“Depois de 33 anos desfilando pela Rua da Concórdia, o Galo da Madrugada estreou na Dantas Barreto. E fez bonito. Seus súditos leais lotaram o Centro do Recife com risos e fantasias. Nos camarotes, autoridades, artistas e muita gente bonita.”
Chamada do Jornal do Commercio de 06 de Março de 2011
Eram duas festas no período momesco: o entrudo, de tradição ibérico-portuguesa, era considerado agressivo pela sua permissividade, quando pacatos senhores saiam de suas casas, munidos de limões de cheiro, farinha, ovos e se misturavam à turba, emporcalhando a cidade com sujeira, suor e risos. Havia o entrudo familiar, que designava a brincadeira restrita entre as famílias, mas que, freqüentemente, descambava para a mistura de classes, como atestava Joaquim de Manuel Macedo, autor do livro “A Moreninha”, em 1871.
A outra festa, o carnaval, foi trazida pela corte da Imperatriz D. Teresa Cristina a partir do seu casamento com o Imperador D. Pedro II, em 1843. Trouxe junto com ela músicos italianos que importaram os arlequins, os pierrôs, as colombinas e o carnaval de Veneza, das fantasias elaboradas, restrito aos bailes, aos convites reais. Como tratou Luiz Felipe de Alencastro, no seu ensaio “Vida Privada e Ordem Privada no Império”, “Separou-se a festa da rua, popular e negra, embora de origem portuguesa – o entrudo -, da festa do salão branco e segregado, o carnaval”.
Em algum momento, entretanto, entrudo e carnaval passaram a designar a mesma festa e, por influência da música do século XX, do samba carioca, do frevo pernambucano, da sua variação, o frevo baiano, dos grupos ritualísticos negros e índios, a rua cada vez mais foi vencendo o salão. A festa de rua foi nomeada de carnaval, embora fosse mais próxima do entrudo. Carnaval também era a festa dos clubes (substitutivos dos salões e das sociedades carnavalescas) da alta classe social, mas restrita, ilhada no Sudeste e no Sul do país.
Na década de 80 e 90 do século XX, e principalmente no início do século XXI, o Estado percebeu que o carnaval de rua era uma fonte bastante interessante de captação de recursos, principalmente pelo crescente interesse das grandes empresas (consolidadas pela estabilidade econômica) em investirem no manancial quase infindo da alegria de rua, sempre possível de ser catequizado pelo marketing.
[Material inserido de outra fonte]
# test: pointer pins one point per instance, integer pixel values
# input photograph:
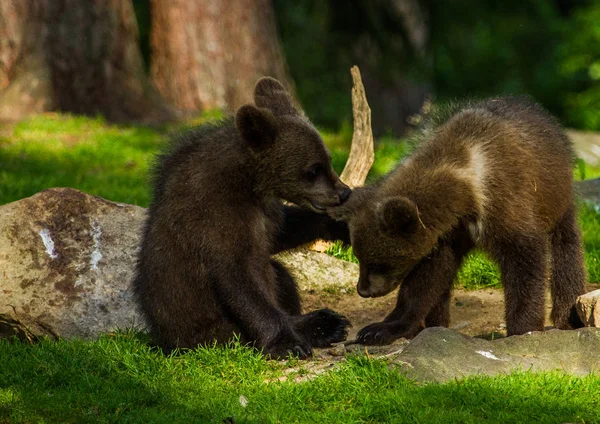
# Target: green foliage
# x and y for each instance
(589, 219)
(120, 379)
(78, 152)
(579, 61)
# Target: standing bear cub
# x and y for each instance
(496, 175)
(204, 270)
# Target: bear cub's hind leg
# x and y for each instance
(568, 276)
(523, 270)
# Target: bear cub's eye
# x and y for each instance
(314, 171)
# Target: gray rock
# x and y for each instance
(588, 308)
(440, 354)
(319, 271)
(589, 190)
(67, 259)
(66, 262)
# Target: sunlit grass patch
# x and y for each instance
(119, 378)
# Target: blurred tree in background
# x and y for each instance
(208, 54)
(76, 56)
(549, 49)
(86, 56)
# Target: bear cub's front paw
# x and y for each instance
(380, 333)
(322, 327)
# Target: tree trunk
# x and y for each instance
(397, 97)
(209, 53)
(74, 56)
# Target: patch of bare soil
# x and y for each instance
(477, 313)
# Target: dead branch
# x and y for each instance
(361, 151)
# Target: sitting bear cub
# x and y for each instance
(204, 269)
(496, 175)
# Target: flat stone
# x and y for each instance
(67, 260)
(440, 354)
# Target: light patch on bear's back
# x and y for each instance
(475, 175)
(479, 168)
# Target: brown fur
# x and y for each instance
(205, 270)
(496, 175)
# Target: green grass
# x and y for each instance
(112, 162)
(120, 379)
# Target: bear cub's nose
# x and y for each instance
(345, 194)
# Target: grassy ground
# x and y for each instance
(112, 162)
(119, 379)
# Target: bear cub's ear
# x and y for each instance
(271, 94)
(256, 126)
(398, 216)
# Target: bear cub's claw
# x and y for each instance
(380, 333)
(323, 327)
(284, 345)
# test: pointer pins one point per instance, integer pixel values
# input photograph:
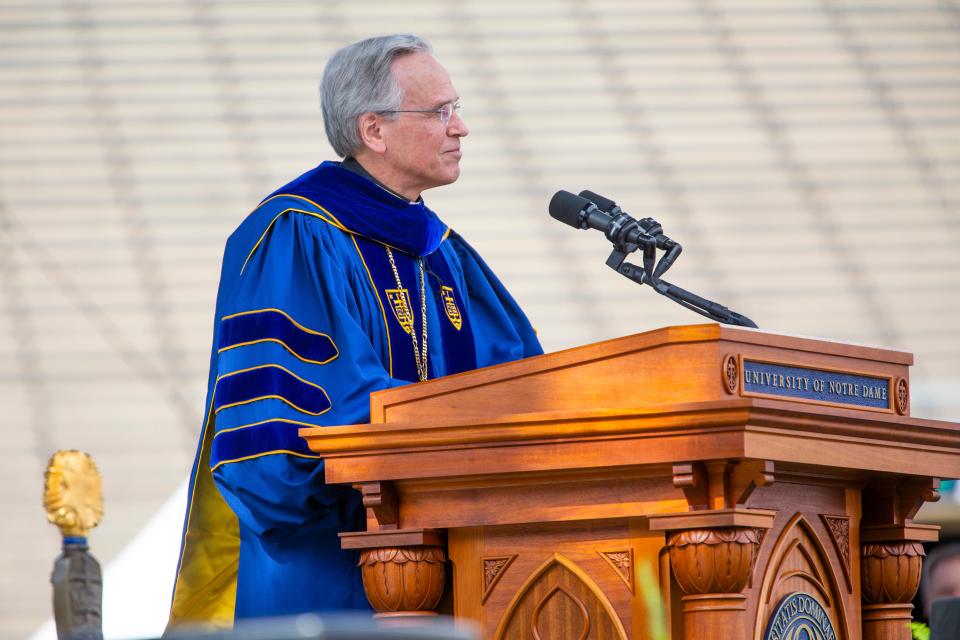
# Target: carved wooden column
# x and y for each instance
(712, 567)
(889, 577)
(404, 570)
(891, 554)
(404, 581)
(713, 546)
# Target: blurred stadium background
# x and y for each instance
(806, 153)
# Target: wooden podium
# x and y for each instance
(691, 482)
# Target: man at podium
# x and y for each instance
(340, 283)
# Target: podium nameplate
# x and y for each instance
(805, 383)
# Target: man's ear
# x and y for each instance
(370, 133)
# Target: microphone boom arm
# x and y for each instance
(707, 308)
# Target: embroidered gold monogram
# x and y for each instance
(450, 306)
(400, 303)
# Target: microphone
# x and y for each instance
(649, 225)
(619, 228)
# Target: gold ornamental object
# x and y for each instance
(72, 495)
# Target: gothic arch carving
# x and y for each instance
(799, 562)
(557, 594)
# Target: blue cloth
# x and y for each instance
(310, 321)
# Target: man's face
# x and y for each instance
(420, 150)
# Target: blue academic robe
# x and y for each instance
(310, 321)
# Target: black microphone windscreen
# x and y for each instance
(604, 204)
(566, 207)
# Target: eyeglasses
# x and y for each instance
(444, 112)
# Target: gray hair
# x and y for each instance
(357, 80)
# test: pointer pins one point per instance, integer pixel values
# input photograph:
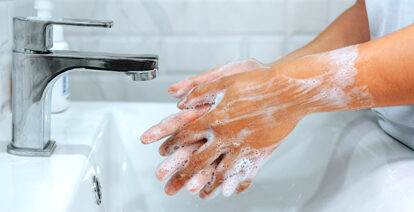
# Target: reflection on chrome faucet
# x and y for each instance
(36, 68)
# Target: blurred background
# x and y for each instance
(190, 37)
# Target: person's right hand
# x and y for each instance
(179, 90)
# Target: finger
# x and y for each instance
(211, 195)
(203, 95)
(197, 162)
(175, 161)
(219, 175)
(194, 132)
(172, 124)
(243, 186)
(199, 180)
(179, 90)
(173, 143)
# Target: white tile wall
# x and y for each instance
(190, 36)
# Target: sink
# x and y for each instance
(338, 161)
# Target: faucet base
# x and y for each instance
(45, 152)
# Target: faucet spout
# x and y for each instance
(33, 77)
(36, 68)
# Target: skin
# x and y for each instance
(262, 104)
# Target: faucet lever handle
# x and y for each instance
(36, 33)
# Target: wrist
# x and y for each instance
(325, 82)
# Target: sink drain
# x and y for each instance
(98, 190)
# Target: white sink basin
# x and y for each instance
(331, 162)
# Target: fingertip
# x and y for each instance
(170, 189)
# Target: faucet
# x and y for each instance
(36, 68)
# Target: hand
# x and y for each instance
(233, 140)
(179, 90)
(182, 88)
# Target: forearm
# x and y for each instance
(377, 73)
(348, 29)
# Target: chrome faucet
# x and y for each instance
(36, 68)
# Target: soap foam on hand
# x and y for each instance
(183, 88)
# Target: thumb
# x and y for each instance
(206, 94)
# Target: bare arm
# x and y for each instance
(350, 28)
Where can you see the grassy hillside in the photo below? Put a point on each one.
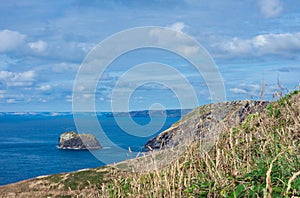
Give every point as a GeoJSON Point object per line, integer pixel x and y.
{"type": "Point", "coordinates": [258, 158]}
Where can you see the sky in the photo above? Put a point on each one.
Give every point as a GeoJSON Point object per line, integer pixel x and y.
{"type": "Point", "coordinates": [254, 43]}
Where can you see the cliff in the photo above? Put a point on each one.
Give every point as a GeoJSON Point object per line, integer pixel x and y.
{"type": "Point", "coordinates": [256, 155]}
{"type": "Point", "coordinates": [73, 140]}
{"type": "Point", "coordinates": [204, 120]}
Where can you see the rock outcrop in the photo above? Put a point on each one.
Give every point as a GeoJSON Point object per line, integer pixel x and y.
{"type": "Point", "coordinates": [205, 122]}
{"type": "Point", "coordinates": [73, 140]}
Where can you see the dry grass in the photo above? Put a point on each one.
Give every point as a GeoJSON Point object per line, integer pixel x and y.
{"type": "Point", "coordinates": [259, 158]}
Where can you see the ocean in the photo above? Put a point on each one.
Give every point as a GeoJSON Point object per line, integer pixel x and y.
{"type": "Point", "coordinates": [28, 144]}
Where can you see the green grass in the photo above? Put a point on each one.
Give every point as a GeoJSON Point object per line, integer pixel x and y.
{"type": "Point", "coordinates": [259, 158]}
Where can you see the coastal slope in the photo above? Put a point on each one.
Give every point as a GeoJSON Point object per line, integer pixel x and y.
{"type": "Point", "coordinates": [257, 154]}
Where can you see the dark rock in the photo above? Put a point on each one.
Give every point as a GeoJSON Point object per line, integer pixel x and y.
{"type": "Point", "coordinates": [205, 121]}
{"type": "Point", "coordinates": [73, 140]}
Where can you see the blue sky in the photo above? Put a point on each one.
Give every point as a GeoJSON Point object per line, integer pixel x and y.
{"type": "Point", "coordinates": [42, 45]}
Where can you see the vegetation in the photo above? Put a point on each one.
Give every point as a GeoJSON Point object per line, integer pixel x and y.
{"type": "Point", "coordinates": [259, 158]}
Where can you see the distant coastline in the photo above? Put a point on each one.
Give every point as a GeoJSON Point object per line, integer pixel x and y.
{"type": "Point", "coordinates": [138, 113]}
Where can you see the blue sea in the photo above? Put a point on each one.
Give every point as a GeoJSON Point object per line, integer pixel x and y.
{"type": "Point", "coordinates": [28, 144]}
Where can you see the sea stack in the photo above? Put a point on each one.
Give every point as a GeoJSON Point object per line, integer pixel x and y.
{"type": "Point", "coordinates": [73, 140]}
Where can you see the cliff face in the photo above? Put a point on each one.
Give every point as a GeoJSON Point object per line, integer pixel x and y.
{"type": "Point", "coordinates": [72, 140]}
{"type": "Point", "coordinates": [205, 122]}
{"type": "Point", "coordinates": [263, 149]}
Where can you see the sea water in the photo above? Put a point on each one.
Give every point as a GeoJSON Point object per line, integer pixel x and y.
{"type": "Point", "coordinates": [28, 144]}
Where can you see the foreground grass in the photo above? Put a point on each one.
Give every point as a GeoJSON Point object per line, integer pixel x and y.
{"type": "Point", "coordinates": [259, 158]}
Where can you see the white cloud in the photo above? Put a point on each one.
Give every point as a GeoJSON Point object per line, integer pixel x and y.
{"type": "Point", "coordinates": [179, 26]}
{"type": "Point", "coordinates": [11, 100]}
{"type": "Point", "coordinates": [17, 79]}
{"type": "Point", "coordinates": [10, 40]}
{"type": "Point", "coordinates": [238, 90]}
{"type": "Point", "coordinates": [44, 87]}
{"type": "Point", "coordinates": [65, 67]}
{"type": "Point", "coordinates": [286, 44]}
{"type": "Point", "coordinates": [270, 8]}
{"type": "Point", "coordinates": [39, 46]}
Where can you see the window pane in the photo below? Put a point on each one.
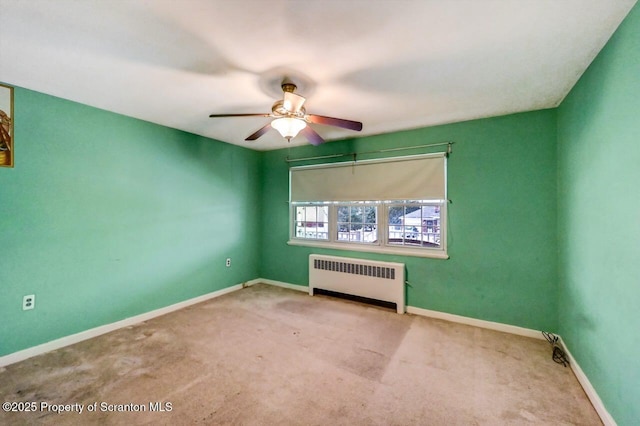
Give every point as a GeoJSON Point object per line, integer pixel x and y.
{"type": "Point", "coordinates": [343, 214]}
{"type": "Point", "coordinates": [419, 225]}
{"type": "Point", "coordinates": [357, 214]}
{"type": "Point", "coordinates": [312, 222]}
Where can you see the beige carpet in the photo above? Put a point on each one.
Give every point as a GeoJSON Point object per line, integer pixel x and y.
{"type": "Point", "coordinates": [270, 356]}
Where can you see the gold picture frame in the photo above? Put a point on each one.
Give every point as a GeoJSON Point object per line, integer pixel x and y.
{"type": "Point", "coordinates": [6, 126]}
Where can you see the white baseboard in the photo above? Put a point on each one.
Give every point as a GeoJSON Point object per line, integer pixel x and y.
{"type": "Point", "coordinates": [597, 403]}
{"type": "Point", "coordinates": [282, 284]}
{"type": "Point", "coordinates": [497, 326]}
{"type": "Point", "coordinates": [107, 328]}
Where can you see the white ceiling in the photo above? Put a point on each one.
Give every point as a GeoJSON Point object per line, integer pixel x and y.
{"type": "Point", "coordinates": [392, 64]}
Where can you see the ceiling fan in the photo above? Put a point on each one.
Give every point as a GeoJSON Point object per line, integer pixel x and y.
{"type": "Point", "coordinates": [291, 118]}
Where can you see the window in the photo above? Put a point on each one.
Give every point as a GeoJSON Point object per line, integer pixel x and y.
{"type": "Point", "coordinates": [312, 222]}
{"type": "Point", "coordinates": [372, 206]}
{"type": "Point", "coordinates": [414, 224]}
{"type": "Point", "coordinates": [357, 223]}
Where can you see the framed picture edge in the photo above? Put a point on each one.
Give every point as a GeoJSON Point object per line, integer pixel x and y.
{"type": "Point", "coordinates": [11, 149]}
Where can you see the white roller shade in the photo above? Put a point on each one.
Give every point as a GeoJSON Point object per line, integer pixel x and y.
{"type": "Point", "coordinates": [401, 178]}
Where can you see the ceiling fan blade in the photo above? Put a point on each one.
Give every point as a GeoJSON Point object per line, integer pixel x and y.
{"type": "Point", "coordinates": [259, 133]}
{"type": "Point", "coordinates": [238, 115]}
{"type": "Point", "coordinates": [337, 122]}
{"type": "Point", "coordinates": [293, 102]}
{"type": "Point", "coordinates": [312, 136]}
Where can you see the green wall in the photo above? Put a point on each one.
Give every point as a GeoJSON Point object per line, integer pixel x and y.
{"type": "Point", "coordinates": [105, 217]}
{"type": "Point", "coordinates": [599, 222]}
{"type": "Point", "coordinates": [502, 220]}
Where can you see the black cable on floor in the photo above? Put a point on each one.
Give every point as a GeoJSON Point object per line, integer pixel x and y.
{"type": "Point", "coordinates": [558, 354]}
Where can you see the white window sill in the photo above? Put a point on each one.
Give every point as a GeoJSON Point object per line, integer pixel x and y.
{"type": "Point", "coordinates": [399, 251]}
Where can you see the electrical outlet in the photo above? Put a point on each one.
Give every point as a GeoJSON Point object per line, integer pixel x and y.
{"type": "Point", "coordinates": [28, 302]}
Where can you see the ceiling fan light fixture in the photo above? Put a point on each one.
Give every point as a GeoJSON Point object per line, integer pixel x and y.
{"type": "Point", "coordinates": [288, 127]}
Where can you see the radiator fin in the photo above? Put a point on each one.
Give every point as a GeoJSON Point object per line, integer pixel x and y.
{"type": "Point", "coordinates": [355, 268]}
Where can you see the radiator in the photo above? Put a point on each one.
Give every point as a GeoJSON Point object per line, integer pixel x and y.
{"type": "Point", "coordinates": [374, 280]}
Assim, autoridades, artistas, e pessoas de importância, que evitavam o carnaval de rua, por causa do descontrole de ânimos que caracteriza o entrudo, passaram a olhar com novos olhos a multidão anônima e feliz, que se acotovelava absorta na alegria circunstancial dos dias de folia. Só que a freqüência das pessoas revestidas pela importância do cargo, da mídia, da arte não podia conviver com o anonimato da turba enfurecida pela felicidade: era preciso reinventar o espaço da rua, para que se permitisse uma segregação branda, quase democrática, sub-reptícia, da felicidade. A sua felicidade termina onde a minha começa. Gente bonita junta acotovelando-se refrescada pelo ar-condicionado e olhando de cima a gente sem beleza, sem nome, sem importância.
Os camarotes representam a invasão no animus do carnaval sobre o entrudo. A segregação que antes ocorria nos salões e nos bailes passa a ocorrer na própria rua, no próprio espaço democrático. Invade com tanta força que coloniza até as classes menos abastadas, pois o carnaval de camarote passou a ser um produto industrializado para classe “c” se diferenciar da classe “d”. Mimetizados os pierrôs de academia, as colombinas do reality show, os arlequins da política, importados de um país distante que nunca vingou aqui em baixo, nos tristes trópicos.
O espaço da rua categorizado como se fosse um imenso espaço privado, colonizado por palafitas de luxo, de quase-luxo, de anti-entrudo, de pseudo-carnaval.